UX Re-Design · Consumer & Lifestyle
Overview
Flite is a platform that helps community organizers host, grow, and scale live events. As a contract UX Designer, I was brought in to redesign the organizer dashboard and landing page — both suffering from high scroll depth, low task completion, and unclear hierarchy.
The Problem
The organizer dashboard used deep vertical scrolling that buried critical actions and created cognitive overload.
The landing page had unclear hierarchy and weak call-to-actions that failed to convert visitors into organizers.
Inconsistent components across the product created visual noise and a fragmented brand experience.
The iOS app experience had not kept pace with iOS 26 design principles, feeling dated to power users.
Research
Through usability testing sessions and task analysis, I mapped out exactly where users were getting lost — and why.
Persona
Community Host & Event Organizer · NYC
Runs multiple online communities and wants to convert digital followers into real-world attendees. Technically confident but time-poor.

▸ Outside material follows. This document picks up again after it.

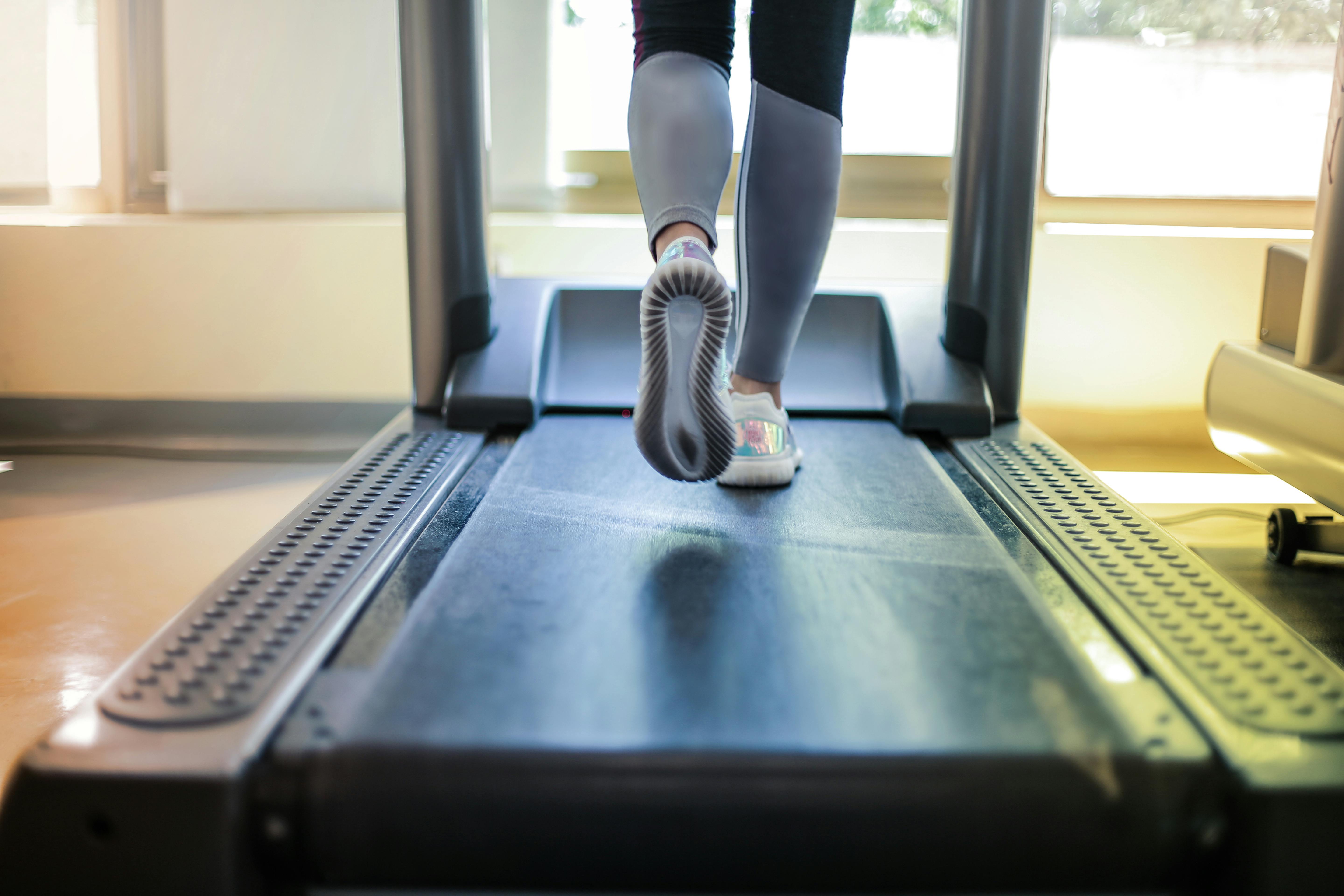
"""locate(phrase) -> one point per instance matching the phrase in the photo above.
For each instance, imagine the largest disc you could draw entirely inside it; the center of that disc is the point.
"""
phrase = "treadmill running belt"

Jordan's frustrations became our north star. Her inability to quickly find revenue data and manage attendees on the go drove the entire restructuring of the dashboard information architecture.
Quickly see event performance, manage guest lists, send updates — all in under 2 minutes.
Too much scrolling to find key metrics. Feels like the tool is made for desktops, not real-life organizers.
Before & After
Before: Vertical scroll-heavy dashboard with buried actions, inconsistent components, and no clear hierarchy.
After: Horizontal tab-based layout inspired by iOS 26, surfacing critical actions in the first viewport with a consistent component system.
Restructured vertical flows into horizontal layouts — reducing scroll depth by 40% and boosting task completion.
Style Guide
The Flite brand system pairs an energetic orange with a grounding purple — conveying community, momentum, and trust. Updated to align with iOS 26 spacing and component conventions.
Results
Reflections
Working as a solo contractor with a tight 3-month timeline forced me to prioritize ruthlessly. I learned that the most impactful design decisions are often the simplest — in this case, simply rotating the primary navigation axis from vertical to horizontal unlocked nearly every downstream improvement.
The project also reinforced the importance of presenting design decisions with data. Every layout change I proposed was backed by usability test recordings and scroll-heatmap analysis — which made stakeholder buy-in happen in days, not weeks.